AGRICULTURAL teachers from across Australia have been in Yanco and the wider MIA to discover more skills to further hone their craft.
The group was attending the National Association of Agricultural Educators biennial conference which was based in Yanco and Leeton.
The idea of the 2020 conference, which concluded last week, was for teachers across the country to learn about the Murrumbidgee and Coleambally irrigation areas, particularly how they are water efficient, food and fibre producing areas.
This also tied in with the theme of "just add water".
Teachers gave up their own school holiday time to take part and, as a result, learned simple teaching methods from the gathering of resources and contacts from other teaching professionals to take back to their schools and students.
One of the organisers of the event was Carl Chirgwin, who said 90 people took part in the event.
"In each of the presentations, members of the conference had the opportunity to add to it by seeking clarification with a focus from their own teaching within the context," he said.
"Teachers were able to network with a number of other teachers from across Australia, increasing their contacts and resource-sharing practices."

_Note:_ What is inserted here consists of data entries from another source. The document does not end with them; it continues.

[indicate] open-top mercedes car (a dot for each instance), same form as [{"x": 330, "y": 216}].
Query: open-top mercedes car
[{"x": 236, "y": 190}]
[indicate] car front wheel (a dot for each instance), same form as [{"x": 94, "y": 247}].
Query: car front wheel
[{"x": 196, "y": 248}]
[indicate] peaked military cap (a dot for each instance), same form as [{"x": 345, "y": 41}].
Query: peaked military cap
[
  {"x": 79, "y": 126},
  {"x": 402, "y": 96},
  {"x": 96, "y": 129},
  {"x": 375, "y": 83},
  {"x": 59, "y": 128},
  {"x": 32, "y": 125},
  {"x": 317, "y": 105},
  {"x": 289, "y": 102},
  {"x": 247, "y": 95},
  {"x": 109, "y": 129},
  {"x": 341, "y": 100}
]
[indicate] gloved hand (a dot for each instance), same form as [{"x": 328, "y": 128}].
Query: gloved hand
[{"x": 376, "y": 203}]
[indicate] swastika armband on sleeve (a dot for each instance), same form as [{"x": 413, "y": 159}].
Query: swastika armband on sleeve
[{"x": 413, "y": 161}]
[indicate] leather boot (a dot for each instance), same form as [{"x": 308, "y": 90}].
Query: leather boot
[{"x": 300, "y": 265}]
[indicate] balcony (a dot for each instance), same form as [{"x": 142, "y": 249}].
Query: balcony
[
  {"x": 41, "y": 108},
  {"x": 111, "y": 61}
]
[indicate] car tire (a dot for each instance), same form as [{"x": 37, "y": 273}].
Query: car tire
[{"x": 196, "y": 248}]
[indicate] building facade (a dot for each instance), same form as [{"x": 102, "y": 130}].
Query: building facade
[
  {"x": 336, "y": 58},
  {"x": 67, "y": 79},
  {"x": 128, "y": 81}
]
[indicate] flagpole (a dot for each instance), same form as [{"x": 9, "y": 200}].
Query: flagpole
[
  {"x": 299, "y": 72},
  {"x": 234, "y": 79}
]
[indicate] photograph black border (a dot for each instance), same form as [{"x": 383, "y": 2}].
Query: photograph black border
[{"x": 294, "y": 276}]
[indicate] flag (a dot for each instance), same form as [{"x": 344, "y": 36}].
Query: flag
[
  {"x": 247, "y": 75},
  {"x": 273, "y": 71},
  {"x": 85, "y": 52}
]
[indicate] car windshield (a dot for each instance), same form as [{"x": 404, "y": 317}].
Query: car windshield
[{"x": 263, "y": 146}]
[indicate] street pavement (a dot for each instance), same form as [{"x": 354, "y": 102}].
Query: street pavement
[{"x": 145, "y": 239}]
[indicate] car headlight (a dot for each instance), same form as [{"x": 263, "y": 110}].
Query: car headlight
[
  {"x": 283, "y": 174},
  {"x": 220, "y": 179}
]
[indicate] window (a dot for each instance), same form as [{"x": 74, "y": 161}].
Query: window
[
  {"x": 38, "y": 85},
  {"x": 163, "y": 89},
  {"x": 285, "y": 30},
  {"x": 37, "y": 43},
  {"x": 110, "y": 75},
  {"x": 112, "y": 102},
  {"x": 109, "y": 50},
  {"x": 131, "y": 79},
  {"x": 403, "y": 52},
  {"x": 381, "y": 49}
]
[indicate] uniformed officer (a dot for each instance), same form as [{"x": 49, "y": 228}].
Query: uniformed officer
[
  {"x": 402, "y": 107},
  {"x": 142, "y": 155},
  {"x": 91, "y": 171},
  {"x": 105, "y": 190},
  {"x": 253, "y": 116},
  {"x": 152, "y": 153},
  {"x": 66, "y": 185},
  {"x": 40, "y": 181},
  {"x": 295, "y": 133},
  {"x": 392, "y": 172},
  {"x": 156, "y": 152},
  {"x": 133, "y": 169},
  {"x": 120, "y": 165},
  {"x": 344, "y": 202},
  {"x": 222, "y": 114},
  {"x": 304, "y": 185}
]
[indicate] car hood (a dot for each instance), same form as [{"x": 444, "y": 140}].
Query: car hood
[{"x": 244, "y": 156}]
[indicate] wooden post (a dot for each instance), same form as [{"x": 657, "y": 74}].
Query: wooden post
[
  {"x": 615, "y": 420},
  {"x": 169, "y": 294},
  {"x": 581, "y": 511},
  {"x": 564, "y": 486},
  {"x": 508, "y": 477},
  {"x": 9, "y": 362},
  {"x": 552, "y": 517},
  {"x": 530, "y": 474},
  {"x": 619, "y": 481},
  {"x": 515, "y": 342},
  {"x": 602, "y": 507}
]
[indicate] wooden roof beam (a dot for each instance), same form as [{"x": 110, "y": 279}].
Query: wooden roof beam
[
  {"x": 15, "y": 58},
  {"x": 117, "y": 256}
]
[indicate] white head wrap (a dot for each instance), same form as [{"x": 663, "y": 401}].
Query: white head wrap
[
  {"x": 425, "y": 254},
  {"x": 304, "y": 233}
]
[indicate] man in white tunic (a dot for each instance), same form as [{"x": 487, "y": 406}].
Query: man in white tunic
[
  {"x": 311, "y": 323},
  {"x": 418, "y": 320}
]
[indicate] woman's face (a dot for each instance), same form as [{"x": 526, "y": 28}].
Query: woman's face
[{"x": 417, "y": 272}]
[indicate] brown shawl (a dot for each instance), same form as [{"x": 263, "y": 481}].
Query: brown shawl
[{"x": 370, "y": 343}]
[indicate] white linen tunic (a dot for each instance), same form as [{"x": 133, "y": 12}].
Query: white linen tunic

The conference included tours of various facilities, including the Yanco Agricultural Institute to learn about current rice trials, a worldskills/farming Olympics challenge, kayaking on the Murrumbidgee River, visits to Southern Cotton, demonstrations, a farm tour at Yenda, taking in the water works at Casella Wines and more.
The group also completed workshops that focused on plants, hay making, pasture renovation, irrigation techniques and many others.
Mr Chirgwin said there was no better time to showcase the region, particularly given the current conditions farmers and growers are enduring whether it be weather or the politics surrounding water.
"The idea is for teachers to learn from these new experiences and go back to their classrooms and teach them there," he said.
The conference was no doubt rewarding for those taking part, but the wider region has also benefited.
Mr Chrigwin estimated around $80,000 had been injected into the region's economy as a result of the event.
"It's really great when you put it in those terms as well," he said.
"We had great support from local businesses in terms of sponsoring the conference and Leeton Shire Council have been fantastic as well."
The agricultural teachers will now spend the last days of their break busily preparing for the 2020 school year back in their home towns.